7. Uitgaande van de juistheid van de FML is er geen aanleiding om te oordelen dat de geduide functies, die geduid zijn aan de hand van de FML, niet passend zijn voor eiseres. Eiseres heeft hiertegen ook geen specifieke beroepsgronden gericht. De rechtbank is daarom van oordeel dat verweerder zich terecht op het standpunt heeft gesteld dat de geduide functies passen binnen de belastbaarheid van eiseres.
Conclusie
8. Gelet op het voorgaande is de rechtbank van oordeel dat verweerder terecht en op goede gronden heeft bepaald dat eiseres met ingang van 12 mei 2020 geen recht heeft op een WIA-uitkering.
9. Het beroep is ongegrond.
10. Voor een proceskostenveroordeling bestaat geen aanleiding.
Overschrijding van de redelijke termijn
11.1
Eiseres heeft verzocht om schadevergoeding wegens overschrijding van de redelijke termijn als bedoeld in artikel 6, eerste lid, van het EVRM.
11.2
Naar vaste rechtspraak geldt het uitgangspunt dat de bezwaar- en beroepsfase samen niet langer mogen duren dan twee jaar. Daarbij mag de behandeling van het bezwaar ten hoogste een half jaar en de behandeling van het beroep ten hoogste anderhalf jaar duren, behoudens gevallen van bijzondere omstandigheden.
11.3
De redelijke termijn is aangevangen op de dag van ontvangst van het bezwaarschrift door verweerder, te weten 19 maart 2020. Vanaf deze datum tot aan de datum van deze uitspraak zijn twee jaar en vijf maanden verstreken. Het bestuurlijk deel van deze procedure bedraagt een half jaar. De overschrijding van de redelijke termijn heeft geheel in de rechterlijke fase plaatsgevonden.
11.4
De rechtbank is van oordeel dat in deze zaak en in de opstelling van eiseres in deze procedure geen aanknopingspunten gevonden kunnen worden voor het oordeel dat de lengte van deze procedure in beroep langer dan anderhalf jaar had mogen bedragen.

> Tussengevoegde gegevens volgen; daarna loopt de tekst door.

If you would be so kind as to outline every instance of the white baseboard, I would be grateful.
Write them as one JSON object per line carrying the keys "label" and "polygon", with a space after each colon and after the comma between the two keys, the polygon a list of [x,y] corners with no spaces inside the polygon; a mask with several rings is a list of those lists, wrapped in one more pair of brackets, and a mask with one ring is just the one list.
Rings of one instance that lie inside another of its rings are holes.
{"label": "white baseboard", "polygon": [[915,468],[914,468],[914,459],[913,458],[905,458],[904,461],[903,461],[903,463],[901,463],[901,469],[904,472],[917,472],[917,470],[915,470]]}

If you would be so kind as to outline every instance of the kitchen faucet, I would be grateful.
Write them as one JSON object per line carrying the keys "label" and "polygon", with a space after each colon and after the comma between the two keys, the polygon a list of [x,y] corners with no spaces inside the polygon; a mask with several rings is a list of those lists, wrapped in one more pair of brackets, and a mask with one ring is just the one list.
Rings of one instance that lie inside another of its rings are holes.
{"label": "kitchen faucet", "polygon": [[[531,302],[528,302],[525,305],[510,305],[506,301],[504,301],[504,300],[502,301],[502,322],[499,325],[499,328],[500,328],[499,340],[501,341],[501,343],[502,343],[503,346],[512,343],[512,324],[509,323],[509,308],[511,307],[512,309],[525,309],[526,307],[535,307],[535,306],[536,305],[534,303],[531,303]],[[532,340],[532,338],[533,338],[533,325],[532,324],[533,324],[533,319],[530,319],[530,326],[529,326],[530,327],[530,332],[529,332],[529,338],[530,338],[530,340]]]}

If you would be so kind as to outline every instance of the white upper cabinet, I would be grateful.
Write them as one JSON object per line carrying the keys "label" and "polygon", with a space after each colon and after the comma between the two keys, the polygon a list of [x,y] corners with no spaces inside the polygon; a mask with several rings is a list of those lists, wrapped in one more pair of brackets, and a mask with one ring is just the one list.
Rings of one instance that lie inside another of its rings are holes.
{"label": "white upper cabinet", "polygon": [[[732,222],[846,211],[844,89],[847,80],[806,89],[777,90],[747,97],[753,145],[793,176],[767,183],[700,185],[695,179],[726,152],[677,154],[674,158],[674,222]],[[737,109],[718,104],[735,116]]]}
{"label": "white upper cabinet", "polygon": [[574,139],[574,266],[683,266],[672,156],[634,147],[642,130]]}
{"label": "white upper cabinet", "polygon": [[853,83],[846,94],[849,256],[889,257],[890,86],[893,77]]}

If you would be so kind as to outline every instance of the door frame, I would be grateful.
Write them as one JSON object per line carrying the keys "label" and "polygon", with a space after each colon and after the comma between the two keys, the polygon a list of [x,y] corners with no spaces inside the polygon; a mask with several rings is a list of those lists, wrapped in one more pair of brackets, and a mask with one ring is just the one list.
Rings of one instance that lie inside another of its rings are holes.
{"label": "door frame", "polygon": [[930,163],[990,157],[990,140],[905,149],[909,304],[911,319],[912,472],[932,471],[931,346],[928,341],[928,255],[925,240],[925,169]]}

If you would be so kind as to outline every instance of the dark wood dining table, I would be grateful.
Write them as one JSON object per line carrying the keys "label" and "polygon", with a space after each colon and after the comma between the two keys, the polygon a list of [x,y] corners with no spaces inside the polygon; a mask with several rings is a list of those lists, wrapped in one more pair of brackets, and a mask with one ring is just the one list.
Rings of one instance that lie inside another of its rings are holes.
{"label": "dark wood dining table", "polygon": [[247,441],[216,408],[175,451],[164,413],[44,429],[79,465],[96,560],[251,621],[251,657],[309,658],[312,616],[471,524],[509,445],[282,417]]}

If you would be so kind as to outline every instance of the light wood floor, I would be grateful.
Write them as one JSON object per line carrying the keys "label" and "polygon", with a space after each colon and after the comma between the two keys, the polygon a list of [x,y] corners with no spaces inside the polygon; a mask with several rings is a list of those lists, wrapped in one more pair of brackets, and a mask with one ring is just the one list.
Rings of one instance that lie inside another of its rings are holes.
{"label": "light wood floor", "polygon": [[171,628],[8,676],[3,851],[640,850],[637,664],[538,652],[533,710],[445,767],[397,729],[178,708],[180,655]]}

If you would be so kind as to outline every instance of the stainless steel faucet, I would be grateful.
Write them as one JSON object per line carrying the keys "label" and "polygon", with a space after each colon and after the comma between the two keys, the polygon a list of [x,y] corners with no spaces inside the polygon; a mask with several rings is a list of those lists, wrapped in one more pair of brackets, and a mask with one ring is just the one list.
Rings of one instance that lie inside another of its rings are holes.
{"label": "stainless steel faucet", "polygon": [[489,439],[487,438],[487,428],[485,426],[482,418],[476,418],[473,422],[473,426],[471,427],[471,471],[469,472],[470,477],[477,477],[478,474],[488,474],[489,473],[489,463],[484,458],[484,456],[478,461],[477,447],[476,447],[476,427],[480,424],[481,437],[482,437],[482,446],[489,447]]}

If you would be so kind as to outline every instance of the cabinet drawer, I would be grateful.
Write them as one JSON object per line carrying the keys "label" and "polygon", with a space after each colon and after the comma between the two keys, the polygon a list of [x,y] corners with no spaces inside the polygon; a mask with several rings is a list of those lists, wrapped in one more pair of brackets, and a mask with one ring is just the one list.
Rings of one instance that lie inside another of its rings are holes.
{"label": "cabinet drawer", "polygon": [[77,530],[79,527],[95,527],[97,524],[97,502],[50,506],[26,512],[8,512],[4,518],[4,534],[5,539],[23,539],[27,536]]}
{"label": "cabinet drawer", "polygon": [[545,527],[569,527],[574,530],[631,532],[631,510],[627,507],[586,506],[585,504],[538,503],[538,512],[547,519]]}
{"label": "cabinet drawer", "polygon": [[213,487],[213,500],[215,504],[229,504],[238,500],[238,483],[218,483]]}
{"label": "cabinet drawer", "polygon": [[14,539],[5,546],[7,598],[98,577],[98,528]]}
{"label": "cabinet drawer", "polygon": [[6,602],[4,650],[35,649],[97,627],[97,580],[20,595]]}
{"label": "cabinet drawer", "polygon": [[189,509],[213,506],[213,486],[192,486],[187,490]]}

De redelijke termijn zoals bedoeld in artikel 6 van het EVRM is daarom - naar boven afgerond - met een half jaar overschreden.
11.5
Uitgaande van een vergoeding van € 500,- per half jaar komt de rechtbank tot een vergoeding van € 500,-. De rechtbank zal de Staat in deze kosten veroordelen. De Staat dient ook de door eiseres gemaakte proceskosten in verband met het verzoek te vergoeden. Deze worden op grond van het Besluit proceskosten bestuursrecht voor de door een derde beroepsmatige verleende rechtsbijstand vastgesteld op € 379,50 (1 punt voor het indienen van het verzoek, met een waarde per punt van € 759,- en een wegingsfactor 0,5).

Beslissing

De rechtbank:
- verklaart het beroep ongegrond;
- veroordeelt de Staat der Nederlanden (minister van Justitie en Veiligheid) tot vergoeding van schade tot een bedrag van € 500,- aan eiseres;
- veroordeelt de Staat der Nederlanden (minister van Justitie en Veiligheid) in de proceskosten van eiseres tot een bedrag van € 379,50.
Deze uitspraak is gedaan door mr. D.A.J. Overdijk, rechter, in aanwezigheid van mr. M. Klaus, griffier. De uitspraak is uitgesproken in het openbaar op 19 augustus 2022.
griffier
rechter
Een afschrift van deze uitspraak is verzonden aan partijen op:

Bent u het niet eens met deze uitspraak?

Als u het niet eens bent met deze uitspraak, kunt u een brief sturen naar de Centrale Raad van Beroep waarin u uitlegt waarom u het er niet mee eens bent. Dit heet een beroepschrift. U moet dit beroepschrift indienen binnen 6 weken na de dag waarop deze uitspraak is verzonden. U ziet deze datum hierboven.